Medical Image Segmentation

Medical imaging analysis requires the analysis of large image files and often requires elastic storage and accelerated computing.

  • Most medical imaging analyses are done in notebooks, so we would recommend downloading the Jupyter Notebook from here and then importing or cloning it into VertexAI. The tutorial walks through image segmentation using the Monai framework.

RNAseq

RNAseq is a technique for quantifying gene levels of gene expression across the genome. Workflows are typically run using workflow managers, and final results can often be visualized in notebooks.

  • You can run this Nextflow tutorial for RNAseq a variety of ways on GCP. Following the instructions outlined above, you could use Compute Engine, Life Sciences API, or in Vertex AI notebook.
  • For a notebook versions of a complete RNAseq pipeline from Fastq to Salmon quantification go through these tutorials from the King Lab at The University of Maine INBRE. You run the same tutorial using the Life Sciences API using this notebook.

Single Cell RNAseq

Single Cell RNAseq (scRNAseq) analyses allow for gene expression profiling at the single cell level.

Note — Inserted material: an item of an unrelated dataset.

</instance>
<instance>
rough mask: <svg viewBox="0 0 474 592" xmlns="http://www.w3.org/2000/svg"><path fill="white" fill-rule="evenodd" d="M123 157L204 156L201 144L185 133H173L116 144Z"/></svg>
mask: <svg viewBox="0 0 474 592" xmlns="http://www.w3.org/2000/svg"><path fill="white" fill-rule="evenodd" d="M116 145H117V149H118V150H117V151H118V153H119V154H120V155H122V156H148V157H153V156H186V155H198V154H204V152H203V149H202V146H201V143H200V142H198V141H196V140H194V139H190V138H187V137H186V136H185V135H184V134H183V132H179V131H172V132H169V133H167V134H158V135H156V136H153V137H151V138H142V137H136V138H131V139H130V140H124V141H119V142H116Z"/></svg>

  • This NVIDIA blog details how to run an accelerated scRNAseq pipeline using RAPIDS. You can find a link to the GitHub repository that has lots of example notebooks here. For each example use case they show some nice benchmarking data with time and cost for each machine type. You will see that most runs cost less than $1.00 with GPU machines. Pay careful attention to the environment setup as there are a lot of dependencies for these notebooks and it can be a big challengin to get set up.
  • The Scanpy tutorials page has a lot of good CPU-based examples you could run in Vertex AI. Clone this GitHub repo to get the notebooks directly.
  • Alternatively, here is a GitHub repository with a curated list of scRNAseq resources and tutorials. We did not test these in cloud lab, but wanted to make them available in case you needed additional resources.

BLAST

Long Read Sequence Analysis

Long read DNA sequence analysis involves analyzing sequencing reads typically longer than 10 thousand base pairs (bp) in length, compared with short read sequencing where reads are about 150 bp in length. Oxford Nanopore has a pretty complete offering of notebook tutorials for handling long read data to do a variety of things including variant calling, RNAseq, Sars-Cov-2 analysis and much more. You can find a list and description of notebooks here, or clone the GitHub repo. Note that these notebooks expect you are running locally and accessing the epi2me notebook server. To run them in Cloud Lab, skip the first cell that connects to the server and then the rest of the notebook should run correctly, with a few tweaks. If you are just looking to try out notebooks, don't start with these. If you are interested in long read sequence analysis, then some troubleshooting may be needed to adapt these to the Cloud Lab environment. You may even need to rewrite them in a fresh notebook by adapting the commands.

Public Data Sets

Google has a lot of public datasets available that you can use for your testing. These can be viewed here and can be accessed via BigQuery or directly from the cloud bucket. For example, to view Phase 3 1000 Genomes at the command line type gsutil ls gs://genomics-public-data/1000-genomes-phase-3.

Using the Life Sciences API

You can interact with the the Life Sciences API directly to submit commands, or more commonly you can interact with it through orchestration engines like Snakemake, Nextflow, Cromwell etc. We currently have two tutorials using Snakemake which runs the University of Maine RNAseq workflow, and Nextflow where we run the nf-core Methylseq pipeline.